○…裏金の常態化判明に揺れるプロ野球界とアマ野球界。元早大選手に高校時代から金銭供与し、表面化の発端となった西武球団側の最終調査報告を待たず、同選手の母校である東北地方の私学強豪校が野球部の一時解散を決めた。野球部員の奨学金制度が日本学生野球憲章に違反することも受けての措置だが、どうも納得がいかない決定に思えて仕方がないのは筆者だけだろうか。
○…部員90人を超える大所帯。全員が退部すると知り、思い切った措置をとったものだと思った。同好会として野球を続けるとも報じられ、部員の気持ちに胸が痛んだ。だが、詳報が伝えられるにつれ、“真相”は微妙に違うことが分かった。「一時」解散だそうである。県高野連の「解散届」受理に伴い、日本高野連は「出直せる形まで立ち直ったかが確認できれば、加盟は認められる」という。
○…すなわち、夏の県大会の抽選までに「立ち直れば」再加盟が承認され、大会出場の道も開かれる可能性を示唆した。当初、日本高野連は「除名も視野にした厳しい処分」を検討するとみられた。除名となれば再加盟はかなわない。野球部解散を発表した校長は「除名逃れではない」と強調したというが、一日も早い再加盟をにらんだ緊急避難的な措置と勘ぐられても仕方あるまい。
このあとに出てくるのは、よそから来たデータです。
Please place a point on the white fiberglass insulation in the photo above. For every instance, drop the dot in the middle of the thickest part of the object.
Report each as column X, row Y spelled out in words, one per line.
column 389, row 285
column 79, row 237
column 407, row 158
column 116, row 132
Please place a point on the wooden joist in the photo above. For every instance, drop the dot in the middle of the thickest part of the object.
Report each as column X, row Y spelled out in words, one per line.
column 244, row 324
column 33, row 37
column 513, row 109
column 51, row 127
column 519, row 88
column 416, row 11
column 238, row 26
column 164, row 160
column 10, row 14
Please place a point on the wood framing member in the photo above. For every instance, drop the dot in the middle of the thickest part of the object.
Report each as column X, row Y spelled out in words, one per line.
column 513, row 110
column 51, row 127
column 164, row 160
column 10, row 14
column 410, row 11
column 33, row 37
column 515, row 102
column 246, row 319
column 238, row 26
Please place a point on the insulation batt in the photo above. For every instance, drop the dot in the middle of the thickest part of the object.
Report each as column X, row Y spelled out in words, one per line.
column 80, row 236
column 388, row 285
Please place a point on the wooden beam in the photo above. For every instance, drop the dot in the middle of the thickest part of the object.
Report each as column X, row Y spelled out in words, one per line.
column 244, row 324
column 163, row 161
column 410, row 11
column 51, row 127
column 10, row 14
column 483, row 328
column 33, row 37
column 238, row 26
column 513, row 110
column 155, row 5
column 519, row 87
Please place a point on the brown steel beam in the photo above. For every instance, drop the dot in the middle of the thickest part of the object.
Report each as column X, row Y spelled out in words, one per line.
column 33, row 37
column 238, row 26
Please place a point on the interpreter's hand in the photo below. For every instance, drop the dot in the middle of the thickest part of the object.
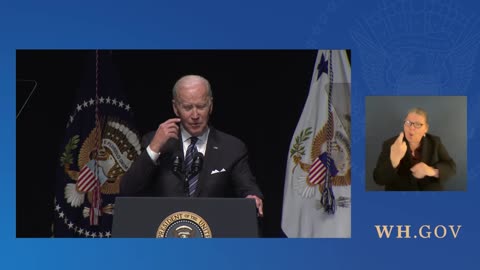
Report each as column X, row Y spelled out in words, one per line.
column 258, row 203
column 166, row 130
column 398, row 150
column 420, row 170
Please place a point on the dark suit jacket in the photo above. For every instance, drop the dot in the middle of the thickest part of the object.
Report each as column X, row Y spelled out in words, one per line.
column 434, row 154
column 224, row 151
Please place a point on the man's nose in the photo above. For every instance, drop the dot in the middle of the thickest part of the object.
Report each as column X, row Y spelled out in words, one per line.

○…同校は既に、元選手と西武との契約書に連名でサインした当時のコーチを懲戒解雇処分にし、校長や当時の野球部長、監督ら4人をけん責処分とした。裏金問題の関係者処分は済んだ。奨学金の件は制度の廃止と該当部員の解約書提出を確約し、これをもって「出直し」の宣言とすればいい。早急に新しい指導体制を確立し、再出発すれば良かったのではないか。「解散」というインパクトのある言葉を使ったのは、反省を強くアピールしてみせたとしか筆者には思えない。「一時的」ならばなおさらである。
○…何も、すぐに廃部すべきだと言っているのではない。本当に「解散」というのなら、来年度以降の部員募集をやめ、現在の1年生部員の卒業をもって「永久的に廃部」とすればいい。それこそ、在籍部員のことを考えた立派な決断であり、日本高野連が常日ごろ標ぼうする「教育の一環」ではないだろうか。野球部のない高校は幾らでもある。
○…裏金問題の温床となった希望入団枠。「ファンのためにもクリーン化のアピールを一刻でも早く」と、アマ側もプロ選手会側も希望枠の撤廃で一致した。しかし、「職業選択の自由」を掲げ、“ドラフト逃れ”の恩恵を受けたのは、選手の側ではなかったか。1993年からの逆指名制度、自由獲得枠制度、希望入団枠制度。名前こそ変わったが、内定という特待生制度がドラフトをゆがんだ制度にした元凶だと、多くのファンは思っていたはずだ。
○…奨学金も経済的な援助という本来の目的を逸脱し、いわゆる野球留学の勧誘に利用されるから問題なのである。野球界の騒動を受けて、サッカーJリーグも不正なスカウト活動がないように各クラブに通達を出すという。しかし、入団決定時や契約更改の際に会見の場を設け、推定という形でおおよその金額が明らかになるプロ野球に比べ、Jリーガーの契約金や年俸はまだまだベールに包まれているといわざるを得ない。隠せば「裏」となる。すべては情報公開が基本である。
(4/23 掛井 一也)
「だんまく」とはスポーツ大会で目にする応援用「横断幕」の通称。時に温かい声援、時に檄文(げきぶん)の横断幕にならい、静岡県内スポーツ界の出来事を中心に、折に触れた話題を取り上げます。